¿Quién evalúa el desempeño sexual?

Una de las principales preocupaciones en el terreno sexual es saber qué tan buen amante es uno, qué tan bien hace sentir a la pareja y hasta qué tantas cosas se saben hacer o dejarse hacer.

Muchos mitos hay sobre el desempeño sexual, pero lo que no pocas veces se piensa es quién debe evaluar si somos o no buenos en la cama.

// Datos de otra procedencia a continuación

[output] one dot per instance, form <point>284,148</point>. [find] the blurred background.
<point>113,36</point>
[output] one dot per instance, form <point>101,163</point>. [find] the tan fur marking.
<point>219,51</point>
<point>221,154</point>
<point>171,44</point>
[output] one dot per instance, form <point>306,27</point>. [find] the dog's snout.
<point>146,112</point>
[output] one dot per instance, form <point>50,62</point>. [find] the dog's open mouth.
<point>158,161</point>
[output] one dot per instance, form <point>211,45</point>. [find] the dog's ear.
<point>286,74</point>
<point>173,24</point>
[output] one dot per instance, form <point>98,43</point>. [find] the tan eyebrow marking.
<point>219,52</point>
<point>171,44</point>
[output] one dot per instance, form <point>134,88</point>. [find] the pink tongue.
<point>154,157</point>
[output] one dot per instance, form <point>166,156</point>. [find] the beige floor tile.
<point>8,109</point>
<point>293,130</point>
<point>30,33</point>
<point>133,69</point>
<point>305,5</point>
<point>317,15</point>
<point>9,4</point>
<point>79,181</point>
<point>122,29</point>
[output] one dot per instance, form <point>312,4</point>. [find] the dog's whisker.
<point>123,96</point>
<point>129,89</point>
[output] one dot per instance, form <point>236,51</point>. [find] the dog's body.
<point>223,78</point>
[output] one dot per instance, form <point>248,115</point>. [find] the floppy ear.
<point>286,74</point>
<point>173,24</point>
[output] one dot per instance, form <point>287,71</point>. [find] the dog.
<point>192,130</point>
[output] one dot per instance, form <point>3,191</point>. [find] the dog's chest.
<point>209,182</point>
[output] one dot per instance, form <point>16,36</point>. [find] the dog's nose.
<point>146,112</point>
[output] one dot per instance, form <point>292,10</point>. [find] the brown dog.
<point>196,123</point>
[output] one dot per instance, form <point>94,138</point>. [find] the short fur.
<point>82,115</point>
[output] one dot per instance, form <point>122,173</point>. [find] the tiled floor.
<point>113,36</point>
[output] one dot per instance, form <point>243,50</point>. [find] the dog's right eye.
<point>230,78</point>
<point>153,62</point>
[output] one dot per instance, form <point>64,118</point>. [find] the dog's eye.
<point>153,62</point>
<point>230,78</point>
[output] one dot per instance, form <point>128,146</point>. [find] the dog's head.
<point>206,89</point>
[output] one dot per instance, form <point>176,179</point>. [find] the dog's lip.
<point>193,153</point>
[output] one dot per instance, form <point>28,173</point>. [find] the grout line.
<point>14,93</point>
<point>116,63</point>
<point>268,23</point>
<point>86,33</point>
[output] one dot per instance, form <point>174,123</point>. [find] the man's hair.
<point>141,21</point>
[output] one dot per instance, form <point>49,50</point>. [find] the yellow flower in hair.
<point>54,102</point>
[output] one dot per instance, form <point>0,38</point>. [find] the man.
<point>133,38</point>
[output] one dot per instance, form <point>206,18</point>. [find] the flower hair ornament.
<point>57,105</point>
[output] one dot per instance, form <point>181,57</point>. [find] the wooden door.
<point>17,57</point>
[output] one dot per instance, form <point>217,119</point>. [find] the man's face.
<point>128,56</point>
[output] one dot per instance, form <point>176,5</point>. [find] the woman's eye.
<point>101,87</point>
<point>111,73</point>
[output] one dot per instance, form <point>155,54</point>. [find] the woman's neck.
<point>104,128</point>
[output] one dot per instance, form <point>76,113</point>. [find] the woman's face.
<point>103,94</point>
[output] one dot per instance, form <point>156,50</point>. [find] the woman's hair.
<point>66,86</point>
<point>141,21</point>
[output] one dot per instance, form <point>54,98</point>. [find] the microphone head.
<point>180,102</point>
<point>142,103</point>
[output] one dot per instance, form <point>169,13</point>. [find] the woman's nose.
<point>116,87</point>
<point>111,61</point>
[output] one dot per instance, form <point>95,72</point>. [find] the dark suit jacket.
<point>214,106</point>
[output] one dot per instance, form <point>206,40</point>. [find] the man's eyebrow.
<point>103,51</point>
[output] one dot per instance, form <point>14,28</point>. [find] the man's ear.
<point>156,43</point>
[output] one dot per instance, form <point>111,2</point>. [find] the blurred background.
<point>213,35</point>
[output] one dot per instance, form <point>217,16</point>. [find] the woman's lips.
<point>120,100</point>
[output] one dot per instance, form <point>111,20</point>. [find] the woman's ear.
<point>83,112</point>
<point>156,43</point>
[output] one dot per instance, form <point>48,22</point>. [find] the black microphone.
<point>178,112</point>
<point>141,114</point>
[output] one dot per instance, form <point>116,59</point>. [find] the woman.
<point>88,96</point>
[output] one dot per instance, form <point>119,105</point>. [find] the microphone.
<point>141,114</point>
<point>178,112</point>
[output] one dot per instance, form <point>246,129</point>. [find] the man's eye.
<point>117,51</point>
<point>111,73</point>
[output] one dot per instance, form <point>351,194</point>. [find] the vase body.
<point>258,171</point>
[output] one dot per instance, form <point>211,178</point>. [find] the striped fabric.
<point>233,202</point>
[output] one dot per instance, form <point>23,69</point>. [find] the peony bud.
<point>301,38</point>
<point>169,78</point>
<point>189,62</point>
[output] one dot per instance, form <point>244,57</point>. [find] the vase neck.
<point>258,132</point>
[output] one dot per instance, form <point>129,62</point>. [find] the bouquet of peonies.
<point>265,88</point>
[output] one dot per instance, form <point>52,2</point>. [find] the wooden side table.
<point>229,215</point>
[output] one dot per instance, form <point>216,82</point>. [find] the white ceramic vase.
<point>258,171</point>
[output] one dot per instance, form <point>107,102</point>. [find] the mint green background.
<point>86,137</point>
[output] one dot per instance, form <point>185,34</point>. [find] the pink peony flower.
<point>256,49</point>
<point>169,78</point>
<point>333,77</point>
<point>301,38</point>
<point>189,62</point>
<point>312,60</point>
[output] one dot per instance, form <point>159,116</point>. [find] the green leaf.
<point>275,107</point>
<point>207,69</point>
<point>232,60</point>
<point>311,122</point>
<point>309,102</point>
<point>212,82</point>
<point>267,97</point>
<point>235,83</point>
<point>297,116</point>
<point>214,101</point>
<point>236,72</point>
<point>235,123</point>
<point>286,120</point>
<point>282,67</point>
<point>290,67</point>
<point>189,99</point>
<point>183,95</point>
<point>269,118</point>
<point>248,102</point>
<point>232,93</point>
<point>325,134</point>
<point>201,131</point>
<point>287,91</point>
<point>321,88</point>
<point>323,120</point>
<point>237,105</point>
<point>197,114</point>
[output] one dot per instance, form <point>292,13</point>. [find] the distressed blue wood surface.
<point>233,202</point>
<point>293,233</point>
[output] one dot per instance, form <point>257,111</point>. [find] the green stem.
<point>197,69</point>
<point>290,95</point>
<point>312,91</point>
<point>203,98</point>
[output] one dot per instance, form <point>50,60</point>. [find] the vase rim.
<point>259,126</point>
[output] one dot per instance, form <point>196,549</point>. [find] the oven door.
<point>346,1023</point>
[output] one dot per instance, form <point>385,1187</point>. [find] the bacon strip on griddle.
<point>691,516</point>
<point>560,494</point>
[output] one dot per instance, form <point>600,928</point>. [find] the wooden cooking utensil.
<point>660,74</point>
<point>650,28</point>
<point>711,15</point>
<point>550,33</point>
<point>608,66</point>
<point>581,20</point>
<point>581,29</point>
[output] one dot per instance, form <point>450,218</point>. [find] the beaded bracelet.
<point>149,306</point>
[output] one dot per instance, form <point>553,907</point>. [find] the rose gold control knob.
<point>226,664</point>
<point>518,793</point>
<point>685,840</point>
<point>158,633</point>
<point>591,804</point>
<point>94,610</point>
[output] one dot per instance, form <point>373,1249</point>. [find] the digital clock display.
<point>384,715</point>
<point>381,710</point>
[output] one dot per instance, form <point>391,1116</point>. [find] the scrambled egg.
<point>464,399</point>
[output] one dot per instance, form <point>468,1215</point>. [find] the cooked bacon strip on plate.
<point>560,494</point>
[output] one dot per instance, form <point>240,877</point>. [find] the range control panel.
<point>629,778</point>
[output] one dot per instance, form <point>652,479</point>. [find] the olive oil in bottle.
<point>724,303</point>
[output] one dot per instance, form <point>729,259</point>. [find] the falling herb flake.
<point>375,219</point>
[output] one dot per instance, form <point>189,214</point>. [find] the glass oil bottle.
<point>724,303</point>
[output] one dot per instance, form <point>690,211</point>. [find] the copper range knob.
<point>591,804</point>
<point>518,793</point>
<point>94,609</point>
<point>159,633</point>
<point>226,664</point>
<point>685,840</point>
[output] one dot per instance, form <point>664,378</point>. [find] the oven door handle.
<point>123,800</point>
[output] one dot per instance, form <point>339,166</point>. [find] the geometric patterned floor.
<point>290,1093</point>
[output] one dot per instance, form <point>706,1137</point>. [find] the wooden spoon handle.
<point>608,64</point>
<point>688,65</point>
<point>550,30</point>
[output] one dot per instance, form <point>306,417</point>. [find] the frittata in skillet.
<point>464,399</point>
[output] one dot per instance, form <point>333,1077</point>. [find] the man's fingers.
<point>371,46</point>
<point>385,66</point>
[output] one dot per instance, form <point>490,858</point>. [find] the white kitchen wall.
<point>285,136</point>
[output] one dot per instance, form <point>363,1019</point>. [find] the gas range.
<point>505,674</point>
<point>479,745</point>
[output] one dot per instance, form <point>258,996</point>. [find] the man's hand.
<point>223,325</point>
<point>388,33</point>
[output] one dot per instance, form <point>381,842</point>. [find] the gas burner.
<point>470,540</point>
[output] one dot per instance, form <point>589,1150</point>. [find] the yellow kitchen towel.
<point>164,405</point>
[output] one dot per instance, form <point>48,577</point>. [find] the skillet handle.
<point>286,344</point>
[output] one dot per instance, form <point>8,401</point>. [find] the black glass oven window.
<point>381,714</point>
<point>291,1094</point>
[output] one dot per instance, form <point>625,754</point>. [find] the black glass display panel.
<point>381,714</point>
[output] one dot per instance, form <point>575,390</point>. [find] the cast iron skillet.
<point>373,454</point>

La mayoría de las veces pensamos que la opinión de los demás es la valiosa y, por eso, nos centramos en complacer a la pareja antes de complacernos a nosotros mismos.

De hecho, no son pocas las personas que después del encuentro sexual preguntan a la pareja si le gustó, cómo se sintió, etcétera, más con el fin de obtener buen recórd que de aprender a conocer los gustos sexuales del otro.

El desempeño sexual, además, forma parte de los miedos más comunes entre la mayoría de las personas que se enfrentan al sexo esperando ser bien calificados, superar o, de menos, alcanzar las expectativas que la otra persona tiene sobre ella y creerse, entonces sí, buen amante.

De hecho, muchas personas se sienten devaluadas en su desempeño sexual cuando sus parejas les dicen, quizá hasta en un arranque de enojo, que jamás disfrutaron el sexo con ellas o, peor aún, que son malísimas para hacerlo.

El colmo de esto ha llegado hasta la tecnología, donde una aplicación para teléfonos inteligentes realiza una evaluación de qué tan buen amante es una persona.

El Spreadsheets lo hace, y parte de la premisa de que cada día 100 millones de parejas tienen sexo alrededor del mundo, lo que significa que hay unas 130 mil parejas haciendo el amor en este mismo momento.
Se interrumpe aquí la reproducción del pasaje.